The Article IV report said: “Staff commended the authorities for the introduction of a broad-based VAT on January 1, 2015, with a standard rate of 7.5 per cent and very few exemptions.
“This represents a significant step towards boosting policy credibility, and bolstering market confidence. The implementation of the VAT appears to have been relatively smooth despite some transitional issues that are being resolved. Early indications of its performance are encouraging, and the authorities seem on course to achieving their initial revenue targets.”
The IMF now urged the Government to focus on other revenue reforms that have “lagged”, such as Customs modernisation and real property tax administration.
It added: “The fiscal deficit is expected to narrow to about 2 per cent of GDP in 2015-2016, reaching 0.3 percent in 2019-2020. The primary balance is projected to move into a surplus in 2015-2016.
“The central government debt-to-GDP ratio will remain elevated, but decline slowly over the medium term as the fiscal position strengthens. Under the baseline scenario of the debt sustainability analysis, central government debt is projected to peak at 63 per cent of GDP in 2014-2015, declining marginally thereafter to 62 per cent in 2019-2020.
“Gross financing requirements will decline from 5.7 per cent of GDP in 2014-2015 to about 2 per cent of GDP in 2019-2020.”
Comments
sheeprunner12 says...
Sooooooooo, is this some kind of hologram voodoo math???? 1% of an ever-moving figure that we do not even calculate in real dollar terms (just look at the vague Budget figures)??
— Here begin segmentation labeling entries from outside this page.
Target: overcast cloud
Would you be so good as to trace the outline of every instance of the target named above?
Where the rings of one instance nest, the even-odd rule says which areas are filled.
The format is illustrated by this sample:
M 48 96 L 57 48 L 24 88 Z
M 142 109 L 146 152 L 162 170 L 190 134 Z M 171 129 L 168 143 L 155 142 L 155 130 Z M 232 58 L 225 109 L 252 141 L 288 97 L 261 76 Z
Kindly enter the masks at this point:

My fellow Bahamians .............. do not put your faith in the IMF/World Bank/S&P etc ..... they are designed to keep non-OECD countries beholding to the OECD .... wolves in sheep clothing ........................... look at the Singapore model vs our path to deregulation
Posted 28 July 2015, 9:19 p.m. Suggest removal
newcitizen says...
Of course VAT won't be helping out debt ratio, our government doesn't know how to stop spending money. They spend money like it's going out of style. We have a problem with fiscal responsibility in this country and our government sets a terrible example.
Posted 29 July 2015, 10:52 a.m. Suggest removal
Well_mudda_take_sic says...
Our corrupt Christie-led PLP government also steals from the public purse like there is no tomorrow!